ARTICLE | doi:10.20944/preprints202309.2169.v1
Subject: Environmental And Earth Sciences, Soil Science Keywords: Warming; Soil organic carbon mineralization; Temperature sensitivity; Substrate availability; Enzyme activity; Microbial community structure
Online: 30 September 2023 (09:54:19 CEST)
The subtropical forest soil plays a pivotal role in terrestrial carbon (C) cycling. Although global warming is expected to influence subtropical soil C cycling, a consensus on its impact on soil C dynamics remains elusive. Given the significant response of soil microbial respiration to temperature in subtropical soils, understanding its behavior under varying temperature regimes is critical for predicting soil organic C (SOC) responses to climate warming. We conducted a short-term laboratory soil warming incubation experiment, sampling both warmed and un-warmed soils from a subtropical plantation in southeastern China, incubating them at 20 °C, 30 °C, and 40 °C. Our aim was to study the SOC mineralization response to increasing temperatures.

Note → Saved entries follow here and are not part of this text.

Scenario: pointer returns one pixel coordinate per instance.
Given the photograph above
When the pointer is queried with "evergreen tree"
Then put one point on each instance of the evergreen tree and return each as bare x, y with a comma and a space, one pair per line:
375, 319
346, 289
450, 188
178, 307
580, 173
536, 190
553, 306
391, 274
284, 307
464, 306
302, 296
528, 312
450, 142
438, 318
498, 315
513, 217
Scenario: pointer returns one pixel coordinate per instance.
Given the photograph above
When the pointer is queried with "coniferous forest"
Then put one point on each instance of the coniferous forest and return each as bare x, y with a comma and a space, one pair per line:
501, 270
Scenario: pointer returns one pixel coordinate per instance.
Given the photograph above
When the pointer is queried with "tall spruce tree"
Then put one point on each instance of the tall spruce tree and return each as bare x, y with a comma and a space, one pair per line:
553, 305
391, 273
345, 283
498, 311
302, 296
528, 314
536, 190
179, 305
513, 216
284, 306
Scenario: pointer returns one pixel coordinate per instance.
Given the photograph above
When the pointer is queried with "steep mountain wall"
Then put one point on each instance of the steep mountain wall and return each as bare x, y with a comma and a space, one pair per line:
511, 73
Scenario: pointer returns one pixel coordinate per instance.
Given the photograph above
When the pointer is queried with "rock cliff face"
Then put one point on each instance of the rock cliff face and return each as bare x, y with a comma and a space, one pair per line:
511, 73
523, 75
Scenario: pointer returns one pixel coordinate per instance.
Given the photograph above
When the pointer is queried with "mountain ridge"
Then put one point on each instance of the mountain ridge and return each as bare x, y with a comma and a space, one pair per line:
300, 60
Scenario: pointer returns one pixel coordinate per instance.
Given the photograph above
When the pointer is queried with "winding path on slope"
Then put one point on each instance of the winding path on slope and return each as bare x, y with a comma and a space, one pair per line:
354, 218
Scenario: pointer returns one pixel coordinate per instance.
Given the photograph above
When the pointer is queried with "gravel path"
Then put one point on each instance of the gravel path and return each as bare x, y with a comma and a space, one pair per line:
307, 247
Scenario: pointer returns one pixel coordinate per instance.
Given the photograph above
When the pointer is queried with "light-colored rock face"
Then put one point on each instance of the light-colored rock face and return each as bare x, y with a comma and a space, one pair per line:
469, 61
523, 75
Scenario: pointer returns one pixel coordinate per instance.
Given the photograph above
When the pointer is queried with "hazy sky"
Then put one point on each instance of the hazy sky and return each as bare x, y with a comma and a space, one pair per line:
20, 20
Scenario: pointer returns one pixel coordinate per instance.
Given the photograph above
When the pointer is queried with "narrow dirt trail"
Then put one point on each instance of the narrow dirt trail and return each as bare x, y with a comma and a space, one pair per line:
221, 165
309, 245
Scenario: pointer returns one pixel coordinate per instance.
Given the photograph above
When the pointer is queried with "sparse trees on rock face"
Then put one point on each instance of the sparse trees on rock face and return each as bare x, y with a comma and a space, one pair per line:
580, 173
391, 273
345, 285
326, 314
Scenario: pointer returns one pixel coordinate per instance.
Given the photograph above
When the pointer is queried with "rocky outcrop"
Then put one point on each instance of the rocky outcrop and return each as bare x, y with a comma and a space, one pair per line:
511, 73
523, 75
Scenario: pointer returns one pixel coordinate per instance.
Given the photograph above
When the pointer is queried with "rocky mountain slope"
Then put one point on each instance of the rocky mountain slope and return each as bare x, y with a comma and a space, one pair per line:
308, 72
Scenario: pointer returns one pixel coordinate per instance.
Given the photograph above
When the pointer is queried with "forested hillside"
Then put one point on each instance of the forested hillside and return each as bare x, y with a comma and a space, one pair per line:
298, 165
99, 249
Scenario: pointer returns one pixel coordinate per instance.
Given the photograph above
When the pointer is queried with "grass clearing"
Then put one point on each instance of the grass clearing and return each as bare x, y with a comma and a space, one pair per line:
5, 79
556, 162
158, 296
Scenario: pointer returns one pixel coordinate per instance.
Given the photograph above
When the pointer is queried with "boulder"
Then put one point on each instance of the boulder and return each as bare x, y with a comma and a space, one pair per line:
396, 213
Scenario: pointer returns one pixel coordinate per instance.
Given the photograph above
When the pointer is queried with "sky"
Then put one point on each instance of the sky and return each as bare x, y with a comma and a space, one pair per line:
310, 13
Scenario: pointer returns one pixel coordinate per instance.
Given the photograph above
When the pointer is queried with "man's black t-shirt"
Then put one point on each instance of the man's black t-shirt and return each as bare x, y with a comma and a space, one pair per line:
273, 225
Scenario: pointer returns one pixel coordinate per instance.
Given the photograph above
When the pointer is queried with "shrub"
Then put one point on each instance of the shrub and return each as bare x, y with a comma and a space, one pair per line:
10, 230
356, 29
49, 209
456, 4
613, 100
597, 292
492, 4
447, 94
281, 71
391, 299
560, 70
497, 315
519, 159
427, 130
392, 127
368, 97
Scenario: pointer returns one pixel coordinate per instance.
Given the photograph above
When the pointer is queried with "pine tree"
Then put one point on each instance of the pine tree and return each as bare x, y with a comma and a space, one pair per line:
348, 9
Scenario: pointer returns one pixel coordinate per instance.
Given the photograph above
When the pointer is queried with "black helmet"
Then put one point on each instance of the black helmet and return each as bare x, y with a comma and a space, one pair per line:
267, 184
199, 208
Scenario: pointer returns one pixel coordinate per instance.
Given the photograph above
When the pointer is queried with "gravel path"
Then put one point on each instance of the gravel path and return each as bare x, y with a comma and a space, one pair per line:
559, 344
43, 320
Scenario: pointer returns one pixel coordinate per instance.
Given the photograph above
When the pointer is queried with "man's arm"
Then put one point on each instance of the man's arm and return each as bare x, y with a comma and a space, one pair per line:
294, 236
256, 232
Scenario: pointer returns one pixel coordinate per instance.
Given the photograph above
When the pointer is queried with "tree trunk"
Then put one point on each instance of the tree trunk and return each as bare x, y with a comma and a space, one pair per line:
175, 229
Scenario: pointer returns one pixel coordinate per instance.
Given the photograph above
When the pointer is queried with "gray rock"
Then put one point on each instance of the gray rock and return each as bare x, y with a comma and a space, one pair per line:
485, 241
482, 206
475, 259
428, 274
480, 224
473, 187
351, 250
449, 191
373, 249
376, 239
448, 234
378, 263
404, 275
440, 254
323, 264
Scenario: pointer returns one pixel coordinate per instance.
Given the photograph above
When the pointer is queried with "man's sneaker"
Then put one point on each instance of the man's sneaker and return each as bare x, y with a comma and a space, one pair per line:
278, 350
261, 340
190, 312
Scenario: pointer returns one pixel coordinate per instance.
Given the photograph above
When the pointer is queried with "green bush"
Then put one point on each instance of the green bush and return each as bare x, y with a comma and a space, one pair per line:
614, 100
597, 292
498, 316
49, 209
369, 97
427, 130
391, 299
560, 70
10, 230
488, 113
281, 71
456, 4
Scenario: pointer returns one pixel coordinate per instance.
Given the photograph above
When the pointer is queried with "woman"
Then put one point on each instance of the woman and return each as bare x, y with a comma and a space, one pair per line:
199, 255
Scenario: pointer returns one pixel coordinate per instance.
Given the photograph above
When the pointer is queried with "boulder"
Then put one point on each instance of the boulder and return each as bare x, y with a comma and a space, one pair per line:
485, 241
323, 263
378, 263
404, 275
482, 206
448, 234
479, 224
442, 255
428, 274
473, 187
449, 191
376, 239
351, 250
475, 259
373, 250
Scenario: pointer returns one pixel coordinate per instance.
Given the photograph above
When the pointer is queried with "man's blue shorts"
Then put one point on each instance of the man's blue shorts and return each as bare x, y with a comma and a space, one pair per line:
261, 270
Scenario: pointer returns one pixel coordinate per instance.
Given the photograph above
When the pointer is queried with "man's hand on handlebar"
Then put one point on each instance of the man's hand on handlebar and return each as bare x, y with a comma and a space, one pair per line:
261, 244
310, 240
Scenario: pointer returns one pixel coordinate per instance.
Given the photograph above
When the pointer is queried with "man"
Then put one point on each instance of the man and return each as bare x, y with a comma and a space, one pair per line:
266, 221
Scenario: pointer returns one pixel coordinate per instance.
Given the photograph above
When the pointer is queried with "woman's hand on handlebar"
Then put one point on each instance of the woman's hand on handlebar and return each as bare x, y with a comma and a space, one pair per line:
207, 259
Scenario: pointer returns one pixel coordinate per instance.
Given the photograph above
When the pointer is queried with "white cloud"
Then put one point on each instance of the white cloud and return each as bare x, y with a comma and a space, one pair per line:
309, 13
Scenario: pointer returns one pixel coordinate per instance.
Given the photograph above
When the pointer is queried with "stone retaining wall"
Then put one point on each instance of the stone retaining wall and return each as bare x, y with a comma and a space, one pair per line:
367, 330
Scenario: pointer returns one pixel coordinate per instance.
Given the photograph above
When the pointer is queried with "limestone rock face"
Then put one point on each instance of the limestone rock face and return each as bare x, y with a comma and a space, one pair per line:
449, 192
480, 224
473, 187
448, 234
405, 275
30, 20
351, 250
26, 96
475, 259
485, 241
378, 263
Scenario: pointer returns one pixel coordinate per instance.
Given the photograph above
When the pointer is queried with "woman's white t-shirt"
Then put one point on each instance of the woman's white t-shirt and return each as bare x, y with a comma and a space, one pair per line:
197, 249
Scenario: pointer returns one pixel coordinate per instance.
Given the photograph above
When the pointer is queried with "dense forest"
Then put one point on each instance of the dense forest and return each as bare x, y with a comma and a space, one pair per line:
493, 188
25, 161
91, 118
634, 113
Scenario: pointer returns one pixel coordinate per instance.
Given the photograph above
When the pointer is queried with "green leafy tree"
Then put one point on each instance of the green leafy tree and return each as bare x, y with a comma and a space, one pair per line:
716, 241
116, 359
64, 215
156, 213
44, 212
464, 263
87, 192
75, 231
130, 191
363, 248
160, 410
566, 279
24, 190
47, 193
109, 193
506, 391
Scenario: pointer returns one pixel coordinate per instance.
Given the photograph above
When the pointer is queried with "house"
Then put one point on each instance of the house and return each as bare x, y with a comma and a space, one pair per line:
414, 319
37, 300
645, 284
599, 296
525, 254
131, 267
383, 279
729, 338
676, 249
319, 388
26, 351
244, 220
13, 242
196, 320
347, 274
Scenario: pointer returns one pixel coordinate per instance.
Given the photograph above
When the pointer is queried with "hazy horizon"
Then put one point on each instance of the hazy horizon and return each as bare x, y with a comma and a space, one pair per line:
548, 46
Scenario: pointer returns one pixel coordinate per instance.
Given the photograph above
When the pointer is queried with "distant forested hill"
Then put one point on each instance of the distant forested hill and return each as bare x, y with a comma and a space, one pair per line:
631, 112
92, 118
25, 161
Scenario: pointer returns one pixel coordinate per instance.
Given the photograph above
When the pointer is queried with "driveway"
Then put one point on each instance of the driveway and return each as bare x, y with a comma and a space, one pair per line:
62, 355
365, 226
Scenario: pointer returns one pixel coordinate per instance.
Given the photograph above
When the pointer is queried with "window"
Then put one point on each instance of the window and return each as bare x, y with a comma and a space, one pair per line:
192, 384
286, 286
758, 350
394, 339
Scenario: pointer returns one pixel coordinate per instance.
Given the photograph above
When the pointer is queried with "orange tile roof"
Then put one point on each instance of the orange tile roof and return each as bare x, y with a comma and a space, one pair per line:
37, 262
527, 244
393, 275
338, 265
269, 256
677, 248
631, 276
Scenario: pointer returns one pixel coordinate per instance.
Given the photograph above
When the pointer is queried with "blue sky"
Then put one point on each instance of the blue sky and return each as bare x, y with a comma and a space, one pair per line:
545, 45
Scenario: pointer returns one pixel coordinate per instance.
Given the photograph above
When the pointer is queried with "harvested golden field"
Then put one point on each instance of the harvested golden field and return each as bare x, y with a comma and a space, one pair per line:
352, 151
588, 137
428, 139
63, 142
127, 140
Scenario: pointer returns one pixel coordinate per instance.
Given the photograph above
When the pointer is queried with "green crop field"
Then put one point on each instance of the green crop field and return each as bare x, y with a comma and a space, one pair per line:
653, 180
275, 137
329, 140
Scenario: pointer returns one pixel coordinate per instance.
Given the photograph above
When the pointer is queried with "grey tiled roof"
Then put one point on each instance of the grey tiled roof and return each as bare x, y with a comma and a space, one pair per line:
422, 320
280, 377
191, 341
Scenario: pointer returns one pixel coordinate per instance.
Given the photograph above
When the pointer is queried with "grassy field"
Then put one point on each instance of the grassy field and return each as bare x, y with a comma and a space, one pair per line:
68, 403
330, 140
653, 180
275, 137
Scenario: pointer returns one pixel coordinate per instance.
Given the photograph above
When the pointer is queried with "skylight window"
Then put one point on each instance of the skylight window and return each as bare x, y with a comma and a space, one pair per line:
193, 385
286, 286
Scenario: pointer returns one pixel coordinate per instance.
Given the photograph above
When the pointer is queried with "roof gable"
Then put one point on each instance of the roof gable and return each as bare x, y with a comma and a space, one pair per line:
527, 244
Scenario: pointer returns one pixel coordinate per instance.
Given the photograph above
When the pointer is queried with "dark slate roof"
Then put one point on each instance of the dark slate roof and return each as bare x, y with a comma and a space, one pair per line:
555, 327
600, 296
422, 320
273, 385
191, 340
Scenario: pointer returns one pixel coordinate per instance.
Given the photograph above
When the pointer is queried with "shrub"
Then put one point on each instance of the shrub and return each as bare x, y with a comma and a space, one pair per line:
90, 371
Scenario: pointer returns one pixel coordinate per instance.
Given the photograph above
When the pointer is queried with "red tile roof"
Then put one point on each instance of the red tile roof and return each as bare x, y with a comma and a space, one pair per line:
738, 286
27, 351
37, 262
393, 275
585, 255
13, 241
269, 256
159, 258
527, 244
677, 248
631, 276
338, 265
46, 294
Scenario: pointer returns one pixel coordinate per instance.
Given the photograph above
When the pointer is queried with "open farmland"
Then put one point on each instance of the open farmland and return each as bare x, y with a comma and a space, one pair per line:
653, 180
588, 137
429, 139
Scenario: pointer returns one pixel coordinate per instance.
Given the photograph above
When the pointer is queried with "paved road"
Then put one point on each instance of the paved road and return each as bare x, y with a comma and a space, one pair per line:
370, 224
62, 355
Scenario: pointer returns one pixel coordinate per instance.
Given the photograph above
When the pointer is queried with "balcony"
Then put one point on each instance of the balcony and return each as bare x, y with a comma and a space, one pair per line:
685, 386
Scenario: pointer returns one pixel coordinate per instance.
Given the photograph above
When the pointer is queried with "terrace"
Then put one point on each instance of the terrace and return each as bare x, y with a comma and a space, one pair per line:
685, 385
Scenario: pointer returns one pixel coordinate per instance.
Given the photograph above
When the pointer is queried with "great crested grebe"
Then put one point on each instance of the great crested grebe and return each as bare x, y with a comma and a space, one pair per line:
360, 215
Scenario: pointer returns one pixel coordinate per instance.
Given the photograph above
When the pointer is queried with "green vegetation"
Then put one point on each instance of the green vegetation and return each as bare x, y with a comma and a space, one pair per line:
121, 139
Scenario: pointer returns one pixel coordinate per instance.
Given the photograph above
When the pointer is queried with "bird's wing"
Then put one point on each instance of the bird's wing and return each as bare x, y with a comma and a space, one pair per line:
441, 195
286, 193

Our findings revealed that the temperature sensitivity (Q10) of SOC mineralization to short-term experimental warming varied between the warmed soil and the un-warmed soil. The Q10 of the un-warmed soil escalated with the temperature treatment (20-30 ℃: 1.31, 30-40℃: 1.63). Conversely, the Q10 of the warmed soil decreased (20-30 ℃:1.57, 30-40 ℃:1.41). Increasing temperature treatments enhanced hydrolytic enzyme activity but decreased soil substrate availability in both un-warmed and warmed soil. The Q10 of un-warmed soil was positively correlated with the response ratio of DOC. Additionally, soil microbial biomass exhibited a significant decline, leading to a reduced total amount of PLFAs and a decreased abundance of bacteria, fungi, and Gram-negative bacteria (GN). The changes in temperature also considerably altered the composition of the warmed soil microbial community. A drop in the microbial quotient coupled with a rise in the metabolic quotient indicated that warming amplified microbial respiration over microbial growth. The differential Q10 of SOC mineralization, in response to temperature across varying soil, can largely be attributed to shifts in soil nutrients, C-degrading enzyme activities, and microbial communities (the ratio of fungal to bacterial PLFAs).